Ok... that's it. Thank you so very much in advance for your time helping me and reading this long message.
Oh- and just for your reference, I am testing/developing on my Core 2 Duo T5600 processor.
Have you had a chance yet to look at volume 3A: System Programming Guide, Vol. 1? t
The section on Memory Ordering (in my copy, section 7.2) explains how it works in the several processor generations.
Another response relayed from a differentengineer:
> Can you be more clear about the definition of "program order"? Does this mean instructions with lower or higher memory addresses relative to the mfence instruction, or does this mean the set of all load store instructions that have been executed previously in time on this processor?Program orderin this case isthetime order of accesses as performed by one thread of execution (i.e., as performed by one processor).
Can I make an update/clarification to my original question? I have had some more thoughts about my problem and I've done some more reading and research.
I've been reading the Intel 64 Architecture Memory Ordering White Paper(document # 318147-001, August 2007) and I believe that I have run into undesirable behavior that essentially is the content of section 2.4, entitled "Intra-processor forwarding is allowed". I have the following scenario: one thread provides data to buffers, then as many threads as there are processors process this data (== 2 on my machine, a T5600 core 2 duo) and this process is quite computationally intensive. Finally, another thread writes the processed data out to a disk.

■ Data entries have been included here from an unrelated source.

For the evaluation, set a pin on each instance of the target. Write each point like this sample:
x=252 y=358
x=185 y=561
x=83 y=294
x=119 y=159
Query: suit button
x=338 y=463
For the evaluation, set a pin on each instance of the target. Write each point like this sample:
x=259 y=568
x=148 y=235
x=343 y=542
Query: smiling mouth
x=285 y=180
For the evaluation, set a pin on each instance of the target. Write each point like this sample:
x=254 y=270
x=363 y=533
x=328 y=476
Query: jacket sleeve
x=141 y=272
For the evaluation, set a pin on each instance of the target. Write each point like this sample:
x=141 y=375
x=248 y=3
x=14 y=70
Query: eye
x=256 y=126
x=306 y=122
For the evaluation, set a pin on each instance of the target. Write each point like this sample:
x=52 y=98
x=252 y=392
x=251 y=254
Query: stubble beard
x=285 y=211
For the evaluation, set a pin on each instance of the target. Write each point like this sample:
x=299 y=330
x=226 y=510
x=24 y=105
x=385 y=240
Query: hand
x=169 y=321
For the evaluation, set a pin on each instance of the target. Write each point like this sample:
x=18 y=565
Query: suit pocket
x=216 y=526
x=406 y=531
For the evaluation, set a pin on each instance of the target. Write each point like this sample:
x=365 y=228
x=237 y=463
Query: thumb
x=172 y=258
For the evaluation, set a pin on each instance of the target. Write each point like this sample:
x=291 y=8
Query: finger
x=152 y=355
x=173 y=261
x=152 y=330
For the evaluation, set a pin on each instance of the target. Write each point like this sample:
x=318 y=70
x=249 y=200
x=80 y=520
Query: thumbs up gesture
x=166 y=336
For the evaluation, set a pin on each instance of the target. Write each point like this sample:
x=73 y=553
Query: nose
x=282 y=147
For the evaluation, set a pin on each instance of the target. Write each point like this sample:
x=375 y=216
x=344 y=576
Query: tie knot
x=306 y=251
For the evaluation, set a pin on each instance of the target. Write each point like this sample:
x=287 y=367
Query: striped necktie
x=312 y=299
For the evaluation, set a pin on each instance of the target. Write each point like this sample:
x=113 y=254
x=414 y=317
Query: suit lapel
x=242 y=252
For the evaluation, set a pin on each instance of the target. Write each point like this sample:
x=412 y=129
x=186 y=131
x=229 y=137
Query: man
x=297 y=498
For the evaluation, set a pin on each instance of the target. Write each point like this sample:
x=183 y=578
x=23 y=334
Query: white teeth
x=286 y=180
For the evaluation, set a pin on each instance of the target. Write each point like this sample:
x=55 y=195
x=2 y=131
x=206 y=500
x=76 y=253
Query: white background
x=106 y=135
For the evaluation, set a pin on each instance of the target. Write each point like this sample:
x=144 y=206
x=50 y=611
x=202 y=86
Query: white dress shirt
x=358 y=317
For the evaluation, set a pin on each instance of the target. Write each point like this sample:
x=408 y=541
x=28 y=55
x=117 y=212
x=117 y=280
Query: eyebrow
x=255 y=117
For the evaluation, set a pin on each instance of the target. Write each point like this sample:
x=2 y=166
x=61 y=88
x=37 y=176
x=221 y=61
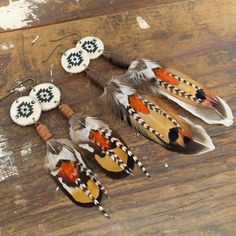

Anyway, I believe what happens is that once in a while, processed data is stuck in the L1 cache of the processor that is not running the writer thread, and then when the writer thread copies this buffer, it is not up to date. Or perhaps it is just speculative reading that has mis-ordered memory? Anyway, can anyone give me guidelines on the best way to fix this? I have a number of solutions in mind, but I am having a little trouble with ambiguity in the documentation. For example according to the Intel 64 and IA-32 Architectures Software Developer's Manual, the MFENCE instruction orders both stores and loads. The manual says "This serializing operation guarantees that every load and store instruction that precedes in program order the MFENCE instruction is globally visible before any load or store instruction that follows the MFENCE instruction is globally visible." But when two processors are running in parallel I do not know what "program order"means. Does MFENCE only serialize only for the processor that it is executed on, or does it do more and guarantee that all stores and loads *from all processors* are globally visible before subsequent loads and stores? The question is, is MFENCE enough to fix this problem, or do I need to use CLFLUSH, surrounded by MFENCE instructions? Or is there even a solution at all when the buffers are of memory type WB? Any information would be greatly appreciated. Thanks in advance.